Têm sido várias as bandeiras que Vitorino Silva tem carregado ao longo dos debates televisivos e na campanha eleitoral que decidiu inaugurar, esta manhã, no Hospital de São João, no Porto. Defende que é um candidato de esquerda, mas às direitas, não sabe em quem vai votar no dia 24 de janeiro e houve tempo para uma revelação: o candidato de Rans já foi convidado para a reunião no Infarmed. 

Vitorino Silva explicou que se candidatou pela segunda vez à Presidência da República por ser "um homem da terra" e acreditar que a "terra tem muita força". Disse ainda que é um "português igual a todos os outros" e não se sente inferior aos restantes candidatos. 

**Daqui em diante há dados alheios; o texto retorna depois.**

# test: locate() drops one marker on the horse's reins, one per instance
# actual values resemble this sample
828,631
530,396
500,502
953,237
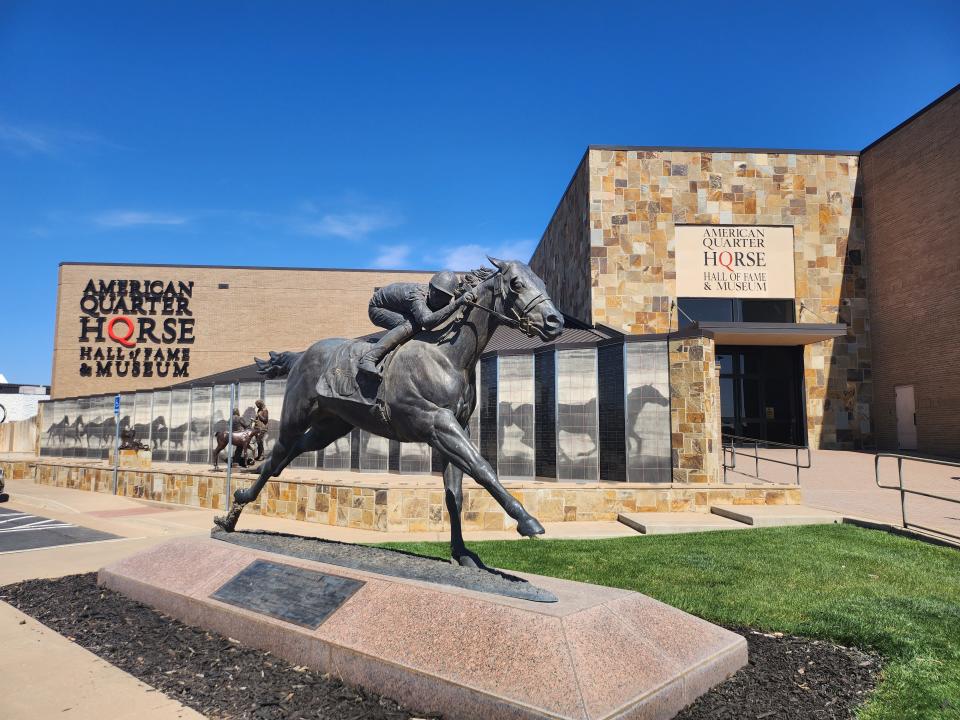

Neste momento, ninguém tem nenhum voto. Estamos todos no ponto de partida.(...) O povo ainda não votou, as urnas abrem no dia 24 e depois vão contar-se os votos.", disse em entrevista a Miguel Sousa Tavares, na TVI e TVI24. 

O candidato alega que da mesma forma que foi um "bom Presidente da Junta [da Freguesia de Rans]", também pode ser um bom Presidente da República. 

"Sou o político que tem o melhor assessor, que é o povo"

Caso fosse eleito Presidente da República, Vitorino Silva garantiu que seria muito bem assessorado: "Sou o político que tem o melhor assessor, que é o povo".

Vou ser assessorado por 10 milhões de portugueses e tenho a certeza que estes 10 milhões vão torcer por mim e me vão ajudar, porque ninguém faz um bom papel como Presidente da República sozinho."

Vitorino assumiu-se como um candidato "rurbano" (rural+urbano), por conhecer o país todo e voltou a afirmar que apresenta uma candidatura à esquerda, mas "às direitas".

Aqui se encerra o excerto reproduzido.